Ab Ende des 19. Jahrhunderts galt die Hinrichtung der Klostervorsteher als "Justizmord" und Jetzer als Alleinschuldiger. In letzter Zeit sind jedoch Zweifel an dieser Alleinschuld geäussert worden. Hauptsächlich aufgrund des relativ hohen intellektuellen Niveaus des Jetzerhandels wird eher davon ausgegangen, dass der Lesemeister Boltzhurst der geistige Kopf des Jetzerhandels war.
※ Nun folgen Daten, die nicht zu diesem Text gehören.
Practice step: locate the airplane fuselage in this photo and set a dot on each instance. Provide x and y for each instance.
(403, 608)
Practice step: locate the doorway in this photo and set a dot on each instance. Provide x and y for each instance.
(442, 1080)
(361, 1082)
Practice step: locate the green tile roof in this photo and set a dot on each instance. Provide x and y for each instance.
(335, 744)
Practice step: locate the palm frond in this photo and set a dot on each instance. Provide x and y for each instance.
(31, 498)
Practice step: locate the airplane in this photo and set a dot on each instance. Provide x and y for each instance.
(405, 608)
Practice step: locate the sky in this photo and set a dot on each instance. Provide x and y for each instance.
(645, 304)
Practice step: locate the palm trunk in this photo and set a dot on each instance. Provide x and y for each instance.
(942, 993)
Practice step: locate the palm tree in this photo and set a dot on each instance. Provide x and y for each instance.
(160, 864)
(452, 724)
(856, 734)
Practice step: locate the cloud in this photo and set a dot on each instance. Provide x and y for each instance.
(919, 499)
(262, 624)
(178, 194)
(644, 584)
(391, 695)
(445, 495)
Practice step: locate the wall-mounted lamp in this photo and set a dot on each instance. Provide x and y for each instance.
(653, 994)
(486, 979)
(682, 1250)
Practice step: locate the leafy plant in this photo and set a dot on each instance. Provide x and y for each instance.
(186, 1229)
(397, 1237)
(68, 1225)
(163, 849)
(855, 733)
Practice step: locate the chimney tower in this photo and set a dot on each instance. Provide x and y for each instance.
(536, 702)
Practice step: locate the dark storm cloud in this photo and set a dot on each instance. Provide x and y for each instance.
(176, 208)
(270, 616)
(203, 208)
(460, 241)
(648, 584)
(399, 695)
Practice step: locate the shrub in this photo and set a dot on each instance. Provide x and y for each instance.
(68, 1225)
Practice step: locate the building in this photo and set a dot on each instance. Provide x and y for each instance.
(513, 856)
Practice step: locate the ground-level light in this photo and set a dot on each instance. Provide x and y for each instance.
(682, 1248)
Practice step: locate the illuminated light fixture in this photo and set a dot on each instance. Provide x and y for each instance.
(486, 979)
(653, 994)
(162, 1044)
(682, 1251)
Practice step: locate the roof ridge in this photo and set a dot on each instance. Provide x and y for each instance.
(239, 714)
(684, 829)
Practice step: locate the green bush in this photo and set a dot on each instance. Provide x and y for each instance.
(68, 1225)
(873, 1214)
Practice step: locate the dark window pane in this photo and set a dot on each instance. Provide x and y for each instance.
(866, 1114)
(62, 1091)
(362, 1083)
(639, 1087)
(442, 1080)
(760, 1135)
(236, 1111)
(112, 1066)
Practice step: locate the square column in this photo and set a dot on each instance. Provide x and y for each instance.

Andererseits erreichte die Stadt Bern das gewünschte Todesurteil für die Klostervorsteher umso leichter, als Matthäus Schiner, Bischof von Sitten und Mitglied des ausserordentlichen Gerichtshofs, im Mai 1509 als Mittelsmann des Papstes auch für ein Bündnis von Papst Julius II. mit den Eidgenossen geworben hatte. Die Erinnerung an den Jetzerhandel dürfte den Entscheid für die Einführung der Reformation in Bern mitbeeinflusst haben.

Quellen und Literatur

  • Die Akten des Jetzerprozesses, nebst dem Defensorium, hg. von R. Steck, 1904
  • HS IV/5, 297-299, (mit Bibl.)
  • K. Utz Tremp, «Eine Werbekampagne für die Befleckte Empfängnis», in Maria in der Welt, hg. von C. Opitz et al., 1993, 323-337
  • Von den vier Ketzern, hg. von R. Günthart, 2009
Von der Redaktion ergänzt
  • Utz Tremp, Kathrin: Warum Maria blutige Tränen weinte. Der Jetzerhandel und die Jetzerprozesse in Bern (1507-1509), 2022 (Monumenta Germaniae Historica, Schriften, 78).